OAI-PMH is a set of six verbs or services that are invoked within HTTP.

  • Identify - used to retrieve information about the repository.
  • ListIdentifiers - used to retrieve record headers from the repository.
  • ListRecords - used to harvest full records from the repository.
  • ListSets - used to retrieve the set structure of the repository.
  • ListMetadataFormats - lists available metadata formats that the repository can disseminate.
  • GetRecord - used to retrieve an individual record from the repository.
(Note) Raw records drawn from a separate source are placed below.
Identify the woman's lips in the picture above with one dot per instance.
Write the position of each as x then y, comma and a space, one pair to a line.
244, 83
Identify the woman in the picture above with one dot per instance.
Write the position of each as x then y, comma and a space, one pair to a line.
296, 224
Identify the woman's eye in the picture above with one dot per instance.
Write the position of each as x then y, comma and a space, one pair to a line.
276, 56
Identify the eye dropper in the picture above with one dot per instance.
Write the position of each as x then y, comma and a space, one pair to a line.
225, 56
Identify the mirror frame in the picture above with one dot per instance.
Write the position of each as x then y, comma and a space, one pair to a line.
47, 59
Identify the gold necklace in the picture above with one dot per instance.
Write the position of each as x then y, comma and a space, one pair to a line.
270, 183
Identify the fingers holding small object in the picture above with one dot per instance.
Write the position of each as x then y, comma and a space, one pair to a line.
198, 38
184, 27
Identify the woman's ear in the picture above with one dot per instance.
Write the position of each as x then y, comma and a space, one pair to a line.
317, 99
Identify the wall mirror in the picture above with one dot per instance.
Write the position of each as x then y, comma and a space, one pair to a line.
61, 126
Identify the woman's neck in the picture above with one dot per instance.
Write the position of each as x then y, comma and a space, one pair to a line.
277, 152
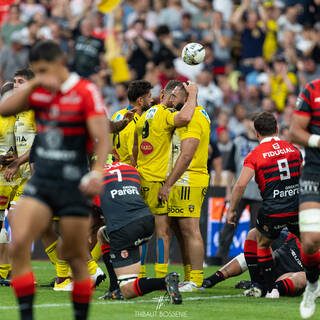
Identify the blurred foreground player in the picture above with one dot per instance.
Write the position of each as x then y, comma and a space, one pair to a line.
129, 224
69, 112
276, 166
305, 130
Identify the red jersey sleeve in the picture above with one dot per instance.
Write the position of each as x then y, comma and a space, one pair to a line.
249, 161
94, 104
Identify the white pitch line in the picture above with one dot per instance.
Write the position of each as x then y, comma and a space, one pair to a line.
154, 300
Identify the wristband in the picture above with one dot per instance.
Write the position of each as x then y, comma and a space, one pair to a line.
313, 141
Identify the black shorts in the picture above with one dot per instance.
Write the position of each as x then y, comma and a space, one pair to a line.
64, 201
125, 242
287, 259
309, 188
271, 227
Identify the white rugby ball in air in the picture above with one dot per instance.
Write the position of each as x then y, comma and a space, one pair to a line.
193, 53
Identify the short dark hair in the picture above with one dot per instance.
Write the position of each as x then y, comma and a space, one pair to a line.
24, 73
45, 50
6, 87
137, 89
265, 123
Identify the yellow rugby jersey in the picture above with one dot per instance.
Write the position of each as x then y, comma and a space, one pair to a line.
154, 130
7, 144
123, 141
24, 131
199, 127
7, 141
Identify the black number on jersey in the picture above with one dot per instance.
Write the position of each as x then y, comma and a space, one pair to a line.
145, 130
116, 140
284, 169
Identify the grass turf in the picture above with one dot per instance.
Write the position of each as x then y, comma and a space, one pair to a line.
215, 303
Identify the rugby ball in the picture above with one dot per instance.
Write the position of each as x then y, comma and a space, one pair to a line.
193, 53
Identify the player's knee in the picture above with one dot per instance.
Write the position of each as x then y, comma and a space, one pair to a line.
252, 235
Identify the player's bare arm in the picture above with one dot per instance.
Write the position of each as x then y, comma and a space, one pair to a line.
134, 156
188, 149
237, 193
183, 117
14, 166
299, 132
99, 132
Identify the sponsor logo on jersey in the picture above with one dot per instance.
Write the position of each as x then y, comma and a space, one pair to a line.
146, 147
126, 190
289, 191
151, 113
271, 154
124, 254
175, 210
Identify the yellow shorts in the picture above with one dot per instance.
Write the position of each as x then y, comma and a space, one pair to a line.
186, 201
149, 193
7, 194
19, 191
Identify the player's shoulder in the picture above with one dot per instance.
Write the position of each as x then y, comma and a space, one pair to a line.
201, 114
118, 115
118, 166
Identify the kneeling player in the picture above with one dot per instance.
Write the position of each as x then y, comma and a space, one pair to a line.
289, 273
130, 224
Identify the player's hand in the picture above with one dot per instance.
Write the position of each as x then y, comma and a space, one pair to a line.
191, 87
164, 192
232, 217
11, 170
91, 183
128, 116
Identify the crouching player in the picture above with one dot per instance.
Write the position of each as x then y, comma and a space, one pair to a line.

Selective harvesting can be performed by the use of accompanying parameters. Available parameters are:

  • identifier - specifies a specific record identifier.
  • metadataPrefix - specifies the metadata format that the records will be returned in.
  • set - specifies the set that returned records must belong to.
  • from - specifies that records returned must have been created/update/ deleted on or after this date.
  • until - specifies that records returned must have been created/update/ deleted on or before this date.
  • resumptionToken - a token previously provided by the server to resume a request where it last left off.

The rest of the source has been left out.